Search code examples
c#.netxmlxmlreaderxmlwriter

(C#) How to modify attribute's value in the existing XML file without loading or rewriting the whole file?


I'm making some huge XML files (several GB) with the help of XmlWriter and Linq2Xml. This files are of type:

<Table recCount="" recLength="">
<Rec recId="1">..</Rec>
<Rec recId="2">..</Rec>
..
<Rec recId="n">..</Rec>
</Table>

I don't know values for Table's recCount and recLength attributes until I write all the inner Rec nodes, so I have to write values to these attributes at the very end.

Right now I'm writing all the inner Rec nodes to a temp file, calculate Table's attributes' values and write everything the way I've shown above to a resulting file. (copying everything from the temp file with all the Rec nodes)

I'm wondering if there is a way to modify these attributes' values without writing stuff to another file (like I do it right now) or loading the whole document into memory (which is obviously not possible due to size of these files)?


Solution

  • Heavily commented code.
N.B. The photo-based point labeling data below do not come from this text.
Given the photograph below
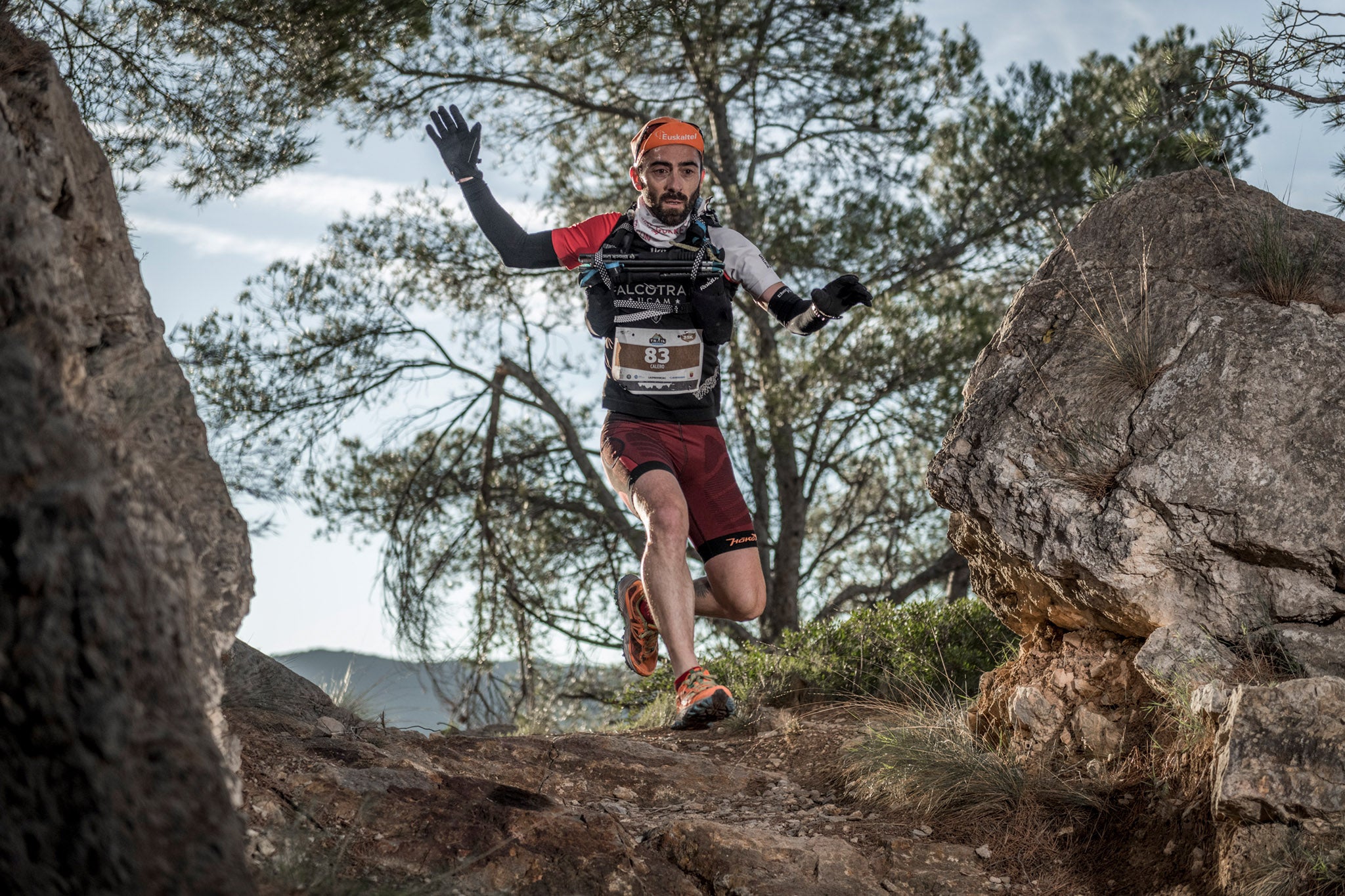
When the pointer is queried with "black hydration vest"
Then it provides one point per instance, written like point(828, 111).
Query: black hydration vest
point(661, 339)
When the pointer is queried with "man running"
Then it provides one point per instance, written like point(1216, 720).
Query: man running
point(662, 449)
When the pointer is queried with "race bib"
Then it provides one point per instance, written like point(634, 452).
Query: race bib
point(666, 362)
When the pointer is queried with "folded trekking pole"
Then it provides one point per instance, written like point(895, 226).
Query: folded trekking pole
point(643, 268)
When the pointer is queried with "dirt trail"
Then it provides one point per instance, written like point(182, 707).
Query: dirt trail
point(748, 812)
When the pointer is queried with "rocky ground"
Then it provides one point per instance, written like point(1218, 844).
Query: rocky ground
point(752, 809)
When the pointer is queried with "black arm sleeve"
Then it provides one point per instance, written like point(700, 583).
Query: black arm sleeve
point(798, 314)
point(517, 247)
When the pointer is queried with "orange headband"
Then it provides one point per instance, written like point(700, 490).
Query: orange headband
point(666, 132)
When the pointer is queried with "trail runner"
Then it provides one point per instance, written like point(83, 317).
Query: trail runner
point(662, 449)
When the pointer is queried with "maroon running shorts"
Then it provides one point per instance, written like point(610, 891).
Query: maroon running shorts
point(697, 456)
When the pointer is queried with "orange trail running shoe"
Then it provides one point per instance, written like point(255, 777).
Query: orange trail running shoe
point(701, 700)
point(640, 645)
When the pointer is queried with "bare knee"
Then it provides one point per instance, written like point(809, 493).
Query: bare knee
point(748, 605)
point(666, 526)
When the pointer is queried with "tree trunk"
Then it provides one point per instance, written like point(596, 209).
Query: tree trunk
point(123, 565)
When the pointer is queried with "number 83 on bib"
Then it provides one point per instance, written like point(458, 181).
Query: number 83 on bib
point(658, 360)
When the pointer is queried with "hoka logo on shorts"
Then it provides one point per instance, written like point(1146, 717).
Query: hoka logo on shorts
point(657, 291)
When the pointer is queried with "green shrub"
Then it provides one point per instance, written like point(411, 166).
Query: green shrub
point(889, 653)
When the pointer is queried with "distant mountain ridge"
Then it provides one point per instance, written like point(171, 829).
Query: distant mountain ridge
point(400, 691)
point(403, 692)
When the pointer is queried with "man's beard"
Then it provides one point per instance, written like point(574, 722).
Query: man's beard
point(673, 217)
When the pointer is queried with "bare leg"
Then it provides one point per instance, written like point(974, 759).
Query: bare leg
point(732, 589)
point(657, 499)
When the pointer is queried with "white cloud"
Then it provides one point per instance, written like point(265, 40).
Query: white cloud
point(310, 192)
point(210, 241)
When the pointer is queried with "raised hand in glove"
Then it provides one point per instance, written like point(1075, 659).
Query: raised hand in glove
point(459, 146)
point(841, 295)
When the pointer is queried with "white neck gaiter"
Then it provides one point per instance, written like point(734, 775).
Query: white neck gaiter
point(654, 232)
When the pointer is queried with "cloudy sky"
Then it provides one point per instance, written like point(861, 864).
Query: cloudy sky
point(194, 258)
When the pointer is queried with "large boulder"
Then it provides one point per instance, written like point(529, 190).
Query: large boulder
point(1146, 441)
point(124, 566)
point(1281, 753)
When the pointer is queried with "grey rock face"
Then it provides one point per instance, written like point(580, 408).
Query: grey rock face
point(1181, 652)
point(1281, 753)
point(1215, 495)
point(257, 681)
point(1211, 700)
point(123, 565)
point(1320, 651)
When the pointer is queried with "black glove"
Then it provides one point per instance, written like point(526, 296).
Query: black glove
point(459, 146)
point(841, 295)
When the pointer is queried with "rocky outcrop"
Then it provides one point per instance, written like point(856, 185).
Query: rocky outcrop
point(1282, 753)
point(1066, 694)
point(124, 567)
point(622, 813)
point(738, 860)
point(1147, 442)
point(1151, 452)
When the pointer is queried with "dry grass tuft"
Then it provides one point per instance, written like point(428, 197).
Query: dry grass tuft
point(927, 761)
point(1278, 270)
point(343, 694)
point(1124, 352)
point(1305, 867)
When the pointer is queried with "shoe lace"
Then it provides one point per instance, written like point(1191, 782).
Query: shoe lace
point(698, 679)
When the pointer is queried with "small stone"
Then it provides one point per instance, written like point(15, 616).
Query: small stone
point(328, 727)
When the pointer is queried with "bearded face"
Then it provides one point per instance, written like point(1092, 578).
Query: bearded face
point(669, 179)
point(670, 206)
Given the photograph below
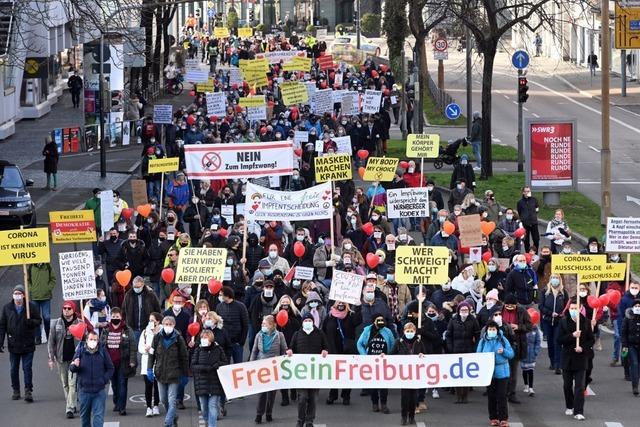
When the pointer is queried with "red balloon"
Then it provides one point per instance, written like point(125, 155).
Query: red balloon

The basic idea is that in the first pass we write:

    <?xml version="1.0" encoding="utf-8"?>
    <Table recCount="$1" recLength="$2">
    <!--Reserved space:++++++++++++++++-->
    <Rec...
    

    Then we go back to the beginning of the file and we rewrite the first three lines:

    <?xml version="1.0" encoding="utf-8"?>
    <Table recCount="1000" recLength="150">
    <!--Reserved space:#############-->
    

    The important "trick" here is that you can't "insert" into a file, you can only overwrite it. So we "reserve" some space for the digits (the Reserved space:#############. comment. There are many many ways we could have done it... For example, in the first pass we could have:

    <Table recCount="              " recLength="          ">
    

    and then (xml-legal but ugly):

    <Table recCount="1000          " recLength="150       ">
    

    Or we could have appended the space after the > of Table:

    <Table recCount="" recLength="">                   
    

    (there are 20 spaces after the >)

    Then:

    <Table recCount="1000" recLength="150">            
    

    (now there are are 13 spaces after the >)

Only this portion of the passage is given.